Cincinnati (AA) mauls Allegheny 27–5 collecting a club-record 33 hits. Warren “Hick” Carpenter and “Long John” Reilly each get 6 hits, while Reilly scores 6 runs and hits for the cycle. Charley Jones has 5 hits for the Reds. The 17 hits by three players sets a record, tied in 1897.
13th Hugh “One-Arm” Daily of Cleveland (NL) pitches a no-hitter, defeating host Philadelphia 1–0. Daily was on the short end of a no-hitter on July 25. Daily fans 2 and walks 3. An account of the game says that the ground at Recreation Park was in a “wretchedly soggy condition and this soon made the ball so mushy it was impossible to hit it effectively.”
At Recreation Park in Columbus, Ohio, The Athletics’ Jud Birchall hits a leadoff inside-the-park home run—his lone career homer—off Frank Mountain of Columbus as the A’s win, 11-5. The Athletics lead the AA by 3 1/2 games over the Browns, 3-0 losers to the Orioles.
15th Philadelphia features an all-Yale battery as Al Hubbard catches Jack Jones, teammates on the Eli intercollegiate championship team, at Cincinnati. The Reds flunk Jones, beating him, 11–0, the A’s worst loss of the year. This was Hubbard’s 2ndand final game in the ML; he debuted two days ago in Columbus under the name Al West.
18th Before the start of the Reds-Philadelphia game in Cincinnati, a wedding takes place at home plate. Assistant groundskeeper Louis Can marries Rosie Smith. The Reds collect $60 in cash and the visiting Athletics chip in with another $40. The novelty of the wedding attracts a crowd of 2,201, the highest Monday crowd of the year, who see the Athletics edge the Reds, 13–12.
19th For the second time in a week, Cincinnati 1B Long John Reilly hits for the cycle, turning the trick against Philadelphia’s George Bradley in a 12-3 win. Bradley gave up baseball’s first cycle, in 1882, to Buffalo’s Foley.
25th The Union League, later known as the Eastern League, is officially formed in New York.

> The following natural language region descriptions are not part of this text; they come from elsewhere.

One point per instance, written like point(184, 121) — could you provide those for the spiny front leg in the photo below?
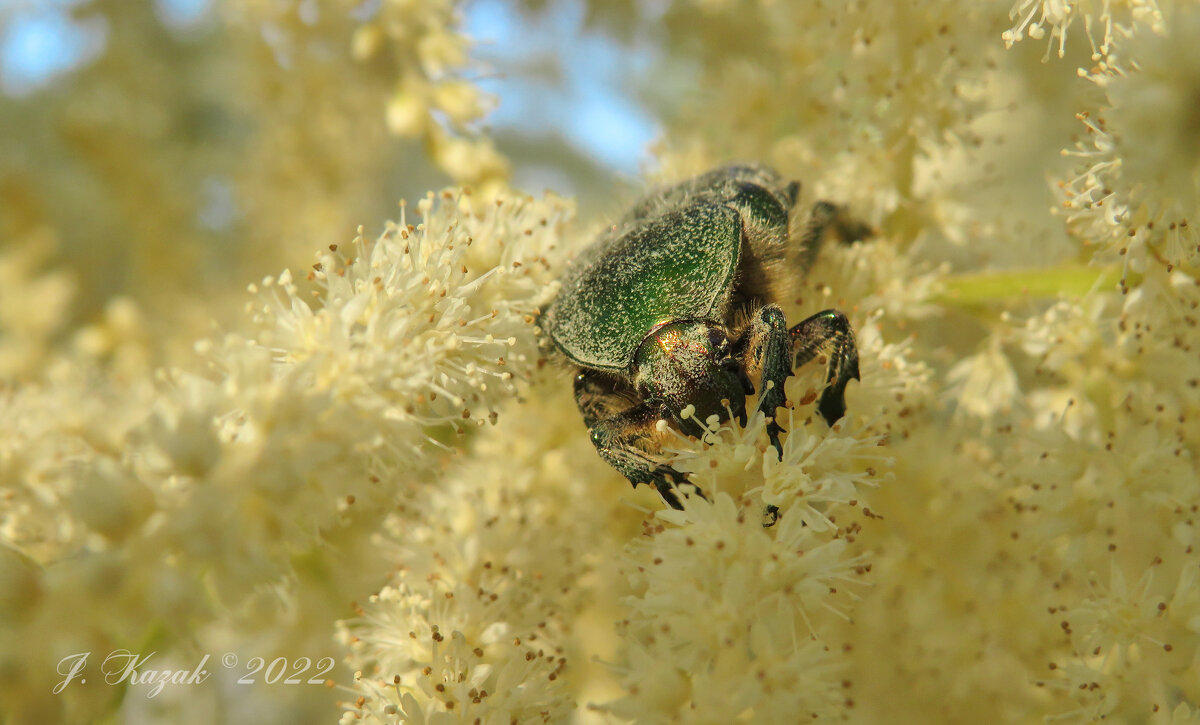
point(828, 333)
point(766, 355)
point(618, 435)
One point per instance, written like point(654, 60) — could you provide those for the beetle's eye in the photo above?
point(717, 341)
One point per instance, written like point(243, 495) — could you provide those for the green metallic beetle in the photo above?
point(671, 313)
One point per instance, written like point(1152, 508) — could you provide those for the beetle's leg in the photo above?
point(829, 333)
point(766, 355)
point(617, 435)
point(599, 397)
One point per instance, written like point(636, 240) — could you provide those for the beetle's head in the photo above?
point(689, 363)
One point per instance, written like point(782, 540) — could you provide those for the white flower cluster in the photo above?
point(217, 486)
point(1138, 186)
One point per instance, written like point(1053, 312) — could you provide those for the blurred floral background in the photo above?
point(250, 407)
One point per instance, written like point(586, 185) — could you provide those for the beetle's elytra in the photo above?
point(652, 315)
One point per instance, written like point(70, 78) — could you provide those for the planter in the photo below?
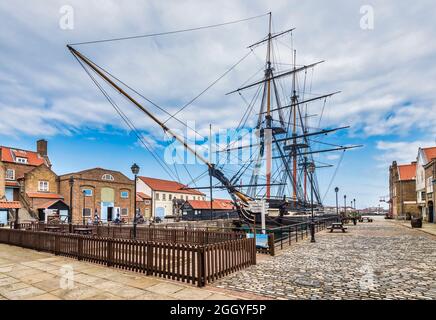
point(416, 222)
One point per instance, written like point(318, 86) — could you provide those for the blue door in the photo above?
point(160, 212)
point(104, 210)
point(9, 194)
point(3, 217)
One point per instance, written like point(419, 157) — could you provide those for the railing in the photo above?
point(158, 234)
point(191, 263)
point(280, 237)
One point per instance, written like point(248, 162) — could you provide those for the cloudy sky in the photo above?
point(386, 74)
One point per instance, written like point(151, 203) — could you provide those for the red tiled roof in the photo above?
point(44, 195)
point(10, 154)
point(11, 184)
point(430, 153)
point(48, 204)
point(218, 204)
point(407, 171)
point(10, 205)
point(143, 195)
point(168, 186)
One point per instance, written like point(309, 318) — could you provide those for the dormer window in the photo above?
point(108, 177)
point(10, 174)
point(21, 160)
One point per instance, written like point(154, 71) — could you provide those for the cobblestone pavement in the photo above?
point(379, 260)
point(31, 275)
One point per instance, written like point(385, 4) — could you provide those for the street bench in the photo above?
point(337, 226)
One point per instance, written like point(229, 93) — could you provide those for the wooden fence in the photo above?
point(198, 264)
point(148, 233)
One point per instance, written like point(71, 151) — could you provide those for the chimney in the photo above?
point(41, 147)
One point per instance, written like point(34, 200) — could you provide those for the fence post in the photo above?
point(109, 253)
point(201, 274)
point(57, 245)
point(271, 245)
point(80, 248)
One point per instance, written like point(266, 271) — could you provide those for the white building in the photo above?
point(424, 189)
point(163, 192)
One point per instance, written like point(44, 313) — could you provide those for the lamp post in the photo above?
point(135, 170)
point(311, 170)
point(345, 206)
point(70, 212)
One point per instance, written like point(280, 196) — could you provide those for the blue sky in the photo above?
point(386, 75)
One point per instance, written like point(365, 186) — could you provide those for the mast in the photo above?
point(268, 141)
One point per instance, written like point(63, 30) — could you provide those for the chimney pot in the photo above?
point(41, 147)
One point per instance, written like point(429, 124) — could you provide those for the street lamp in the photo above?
point(135, 170)
point(345, 205)
point(70, 212)
point(311, 169)
point(84, 205)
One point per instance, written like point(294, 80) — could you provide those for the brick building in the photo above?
point(200, 210)
point(402, 190)
point(26, 177)
point(143, 204)
point(15, 163)
point(425, 173)
point(106, 192)
point(163, 192)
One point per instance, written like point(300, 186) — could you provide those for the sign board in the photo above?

26thThe St. Louis Browns (AA) stomp on the Alleghenies, winning 20-3, and pinning to losing on Jack Neagle. Neagle finishes the year at 5-23, pitching for three teams. His 3-12 record for Pittsburgh will earn him another year, and he will go 11-26 in 1884.
27th Boston officially clinches the NL title, beating Cleveland, 4–1.
28th After losing 2 straight games to the Eclipse, the Athletics rally in the bottom of the 10th inning, 7–6, to clinch the AA championship.